Freightliner Vocational Cabs: Built to Serve
In the last issue of the Severe Duty Report, we began our tour of Freightliner’s Mt. Holly, N.C., production facility, by taking readers through the chassis assembly process. The 637,000 square foot plant is just too big, too complex, and way too interesting to cover in a single article, so in this issue we continue our tour with the assembly of our Business Class® M2 and Severe Duty truck cabs.
The Freightliner Trucks’ steel-reinforced aluminum cabs are designed to provide many years of productive service, often in extremely challenging working conditions. And that means that even the production process is extraordinarily rigorous.
“We maintain our commitment to quality throughout the process,” says plant manager Erik Johnson, “with quality gates, inspections and process audits at every step.” The Freightliner vocational cab is extremely well-designed, constructed and tested. For example, the cab is subjected to the rigorous Swedish A-pillar test, where a 3,300 lb. steel barrel strikes the cab’s A-pillar again and again with more than 21,000 foot-pounds of energy.
Like the chassis and engines that are assembled on separate production lines, the cab assembly includes both robotic and manual steps, for maximum efficiency with meticulous attention to detail.
Freightliner’s Severe Duty trucks are very well designed, constructed and rigorously tested. That painstaking attention to detail throughout the process helps ensure that these trucks will deliver many years of productive service.—Erik Johnson, plant manager, Freightliner Trucks ”
The cab sub-assemblies are joined with Henrob rivets and structural adhesives to form a unitized structure with remarkable strength and consistency.
In a “belt and suspenders” approach, structural adhesive is applied between inner and outer aluminum structures before they are riveted. Instead of conventional rivets, the trucks are constructed with Henrob self-piercing riveting, a cold joining process that fastens sheets of material with engineered rivets. Unlike conventional riveting, self-piercing rivets do not require predrilled holes and, because the rivets do not completely penetrate the metal, they eliminate potential leaks through the riveted joints.
The cab floor deck is assembled with preset sidewall and backwall assemblies, and the steel firewall then is added. The entire cab assembly is transferred to a large, multi-stage framer, which aligns the sub-assemblies and joins them together permanently with self-piercing rivets. More self-piercing rivets and structural adhesives are incorporated as hood supports, roof skin and doors are added.

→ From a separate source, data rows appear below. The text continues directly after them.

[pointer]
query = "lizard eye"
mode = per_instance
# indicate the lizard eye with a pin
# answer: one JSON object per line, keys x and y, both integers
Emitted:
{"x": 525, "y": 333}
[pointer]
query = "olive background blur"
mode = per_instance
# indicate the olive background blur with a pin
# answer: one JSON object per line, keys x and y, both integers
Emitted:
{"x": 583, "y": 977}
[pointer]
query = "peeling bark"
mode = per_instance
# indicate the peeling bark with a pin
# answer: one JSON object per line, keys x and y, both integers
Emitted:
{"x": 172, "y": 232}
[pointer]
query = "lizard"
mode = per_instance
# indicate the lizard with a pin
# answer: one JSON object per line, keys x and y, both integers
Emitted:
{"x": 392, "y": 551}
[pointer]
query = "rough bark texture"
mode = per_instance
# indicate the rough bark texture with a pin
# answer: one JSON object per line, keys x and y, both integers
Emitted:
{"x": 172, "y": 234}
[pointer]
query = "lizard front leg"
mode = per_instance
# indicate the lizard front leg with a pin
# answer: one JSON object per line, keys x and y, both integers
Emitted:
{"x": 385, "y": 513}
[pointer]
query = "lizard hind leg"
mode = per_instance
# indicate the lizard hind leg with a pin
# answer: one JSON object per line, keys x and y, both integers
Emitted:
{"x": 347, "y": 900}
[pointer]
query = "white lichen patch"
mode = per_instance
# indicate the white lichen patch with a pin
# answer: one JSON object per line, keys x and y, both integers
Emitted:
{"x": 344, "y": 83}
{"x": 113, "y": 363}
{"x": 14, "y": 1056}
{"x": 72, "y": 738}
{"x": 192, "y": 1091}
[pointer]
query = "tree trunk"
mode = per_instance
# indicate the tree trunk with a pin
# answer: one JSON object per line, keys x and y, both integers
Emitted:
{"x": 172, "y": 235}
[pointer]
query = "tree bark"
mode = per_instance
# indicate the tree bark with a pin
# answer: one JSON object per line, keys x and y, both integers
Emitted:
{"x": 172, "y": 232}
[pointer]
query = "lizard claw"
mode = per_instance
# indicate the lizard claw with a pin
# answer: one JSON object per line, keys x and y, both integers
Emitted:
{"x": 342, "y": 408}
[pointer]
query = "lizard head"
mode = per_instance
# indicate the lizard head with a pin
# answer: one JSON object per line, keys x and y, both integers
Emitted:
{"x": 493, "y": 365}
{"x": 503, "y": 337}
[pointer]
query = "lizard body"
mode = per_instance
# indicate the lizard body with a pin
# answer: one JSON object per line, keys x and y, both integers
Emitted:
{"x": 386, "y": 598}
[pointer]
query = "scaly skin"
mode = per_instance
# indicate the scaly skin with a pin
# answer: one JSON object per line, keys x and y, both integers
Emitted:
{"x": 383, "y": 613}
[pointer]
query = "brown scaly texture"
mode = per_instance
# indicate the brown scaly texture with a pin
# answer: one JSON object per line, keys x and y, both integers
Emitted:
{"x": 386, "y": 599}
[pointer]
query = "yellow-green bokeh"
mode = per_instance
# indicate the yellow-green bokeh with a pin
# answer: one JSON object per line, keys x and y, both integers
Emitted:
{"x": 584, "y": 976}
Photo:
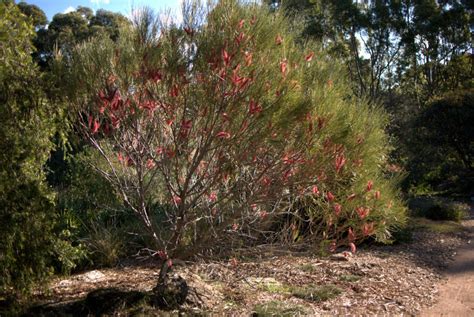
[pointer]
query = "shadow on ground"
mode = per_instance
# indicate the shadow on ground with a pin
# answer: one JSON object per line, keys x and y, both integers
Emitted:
{"x": 104, "y": 301}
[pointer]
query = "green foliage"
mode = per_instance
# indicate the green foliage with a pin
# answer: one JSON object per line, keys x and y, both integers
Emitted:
{"x": 442, "y": 149}
{"x": 277, "y": 308}
{"x": 97, "y": 220}
{"x": 439, "y": 209}
{"x": 287, "y": 111}
{"x": 69, "y": 29}
{"x": 30, "y": 247}
{"x": 437, "y": 226}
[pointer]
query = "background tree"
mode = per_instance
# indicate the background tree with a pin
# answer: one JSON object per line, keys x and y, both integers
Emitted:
{"x": 31, "y": 246}
{"x": 220, "y": 123}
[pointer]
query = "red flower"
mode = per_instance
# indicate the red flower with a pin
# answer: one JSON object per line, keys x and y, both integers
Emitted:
{"x": 368, "y": 229}
{"x": 332, "y": 246}
{"x": 212, "y": 197}
{"x": 339, "y": 162}
{"x": 248, "y": 58}
{"x": 223, "y": 135}
{"x": 176, "y": 199}
{"x": 185, "y": 127}
{"x": 377, "y": 194}
{"x": 150, "y": 164}
{"x": 337, "y": 209}
{"x": 330, "y": 196}
{"x": 226, "y": 57}
{"x": 170, "y": 153}
{"x": 239, "y": 38}
{"x": 254, "y": 107}
{"x": 174, "y": 92}
{"x": 309, "y": 57}
{"x": 95, "y": 127}
{"x": 283, "y": 67}
{"x": 278, "y": 39}
{"x": 351, "y": 196}
{"x": 351, "y": 235}
{"x": 369, "y": 185}
{"x": 362, "y": 212}
{"x": 266, "y": 181}
{"x": 353, "y": 247}
{"x": 188, "y": 30}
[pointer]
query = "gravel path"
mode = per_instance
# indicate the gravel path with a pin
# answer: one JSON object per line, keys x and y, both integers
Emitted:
{"x": 456, "y": 295}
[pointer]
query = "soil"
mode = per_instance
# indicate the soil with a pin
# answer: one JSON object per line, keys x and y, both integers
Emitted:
{"x": 456, "y": 294}
{"x": 401, "y": 279}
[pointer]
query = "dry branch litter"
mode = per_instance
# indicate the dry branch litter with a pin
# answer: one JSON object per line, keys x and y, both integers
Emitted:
{"x": 400, "y": 279}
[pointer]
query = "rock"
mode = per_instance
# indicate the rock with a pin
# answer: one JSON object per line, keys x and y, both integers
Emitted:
{"x": 170, "y": 294}
{"x": 342, "y": 256}
{"x": 93, "y": 276}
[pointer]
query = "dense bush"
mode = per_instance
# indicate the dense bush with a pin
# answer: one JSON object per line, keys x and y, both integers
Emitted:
{"x": 441, "y": 149}
{"x": 31, "y": 246}
{"x": 438, "y": 208}
{"x": 231, "y": 129}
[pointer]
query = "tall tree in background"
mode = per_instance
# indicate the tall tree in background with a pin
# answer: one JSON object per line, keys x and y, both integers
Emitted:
{"x": 29, "y": 243}
{"x": 69, "y": 29}
{"x": 389, "y": 44}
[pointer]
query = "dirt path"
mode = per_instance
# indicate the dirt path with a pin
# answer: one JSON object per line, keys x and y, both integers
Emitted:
{"x": 456, "y": 295}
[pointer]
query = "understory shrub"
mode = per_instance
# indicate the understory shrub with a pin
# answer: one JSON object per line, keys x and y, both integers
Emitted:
{"x": 232, "y": 130}
{"x": 32, "y": 245}
{"x": 438, "y": 208}
{"x": 441, "y": 150}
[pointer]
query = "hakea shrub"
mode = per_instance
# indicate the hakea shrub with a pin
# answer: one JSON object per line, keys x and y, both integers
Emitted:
{"x": 232, "y": 128}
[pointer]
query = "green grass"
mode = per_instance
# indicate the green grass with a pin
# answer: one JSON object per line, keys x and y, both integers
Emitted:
{"x": 316, "y": 293}
{"x": 277, "y": 308}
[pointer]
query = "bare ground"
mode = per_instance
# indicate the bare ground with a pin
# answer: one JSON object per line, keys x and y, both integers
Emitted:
{"x": 456, "y": 294}
{"x": 378, "y": 280}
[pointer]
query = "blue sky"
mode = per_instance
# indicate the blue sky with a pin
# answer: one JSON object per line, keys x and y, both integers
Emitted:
{"x": 51, "y": 7}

The entire cab structure is thoroughly checked for accuracy before the cab moves on for e-coat priming and final paint. In the e-coat process, the raw metal cab is completely immersed in a 20,000 gallon tank. The solution fills the entire cab—every nook and cranny, every cavity, inside and out—covering all interior and exterior cab surfaces to help deliver superior corrosion protection.
Final cab assembly includes all interior components: the electrical harnesses, seats, dash, glass and floor mats. Finally the cab, hood, and chassis are joined together. Every truck goes through multiple functionality tests, including a dynamometer to simulate a road test, ABS brake test, and water test. Every step is checked and double-checked before touch-up paint and a final inspection.
“Freightliner’s Severe Duty trucks are very well designed, constructed and rigorously tested,” says Johnson. “That painstaking attention to detail throughout the process helps ensure that these trucks will deliver many years of productive service.”